Fresh Salmon and Avocado Rice Bowl

This is an example of a meal that Solin would create to include in your personalized meal plan.

Fresh Salmon and Avocado Rice Bowl

YOUR SOLIN GENERATED RECIPE

Fresh Salmon and Avocado Rice Bowl

Enjoy a vibrant bowl featuring tender, lightly seared salmon paired with creamy avocado, hearty brown rice, and crisp cucumber, all dressed in a zesty lime and sesame dressing. This balanced bowl delivers a delightful mix of textures and flavors, perfect for a fresh and nourishing meal.

NUTRITION

502kcal
Protein
35.4g
Fat
28.4g
Carbs
31.3g

SERVINGS

1 serving

INGREDIENTS

5 oz Salmon Fillet

1/2 cup cooked Brown Rice

1/4 medium Avocado

1/2 cup diced Cucumber

1 tbsp Lime Juice

1 tsp Sesame Oil

1 tsp Low-Sodium Soy Sauce

1 tsp Sesame Seeds

PREPARATION

  • 1

    Prepare the brown rice according to package instructions if not already cooked.

  • 2

    Season the salmon lightly with salt and pepper.

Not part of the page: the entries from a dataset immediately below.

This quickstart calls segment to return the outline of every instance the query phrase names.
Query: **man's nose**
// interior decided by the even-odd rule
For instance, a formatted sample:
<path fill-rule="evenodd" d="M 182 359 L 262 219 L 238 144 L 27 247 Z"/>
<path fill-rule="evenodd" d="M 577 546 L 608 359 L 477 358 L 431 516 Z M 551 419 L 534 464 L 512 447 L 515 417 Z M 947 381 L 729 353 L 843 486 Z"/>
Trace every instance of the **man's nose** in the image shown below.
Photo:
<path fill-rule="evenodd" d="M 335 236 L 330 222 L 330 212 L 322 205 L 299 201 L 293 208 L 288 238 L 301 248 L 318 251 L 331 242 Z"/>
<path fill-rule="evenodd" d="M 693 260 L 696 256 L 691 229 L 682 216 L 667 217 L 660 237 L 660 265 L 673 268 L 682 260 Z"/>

Heat a non-stick skillet over medium-high heat and sear the salmon for about 3-4 minutes on each side until it is just cooked through and has a golden crust.

  • 3

    In a bowl, combine the lime juice, sesame oil, and low-sodium soy sauce to create a simple dressing.

  • 4

    Flake the cooked salmon into bite-sized pieces.

  • 5

    Assemble the bowl by placing the brown rice as the base, then arrange the flaked salmon, sliced avocado, and diced cucumber on top.

  • 6

    Drizzle the dressing over the bowl and sprinkle with sesame seeds for an extra nutty flavor.

  • 7

    Serve immediately and enjoy this nutrient-packed meal.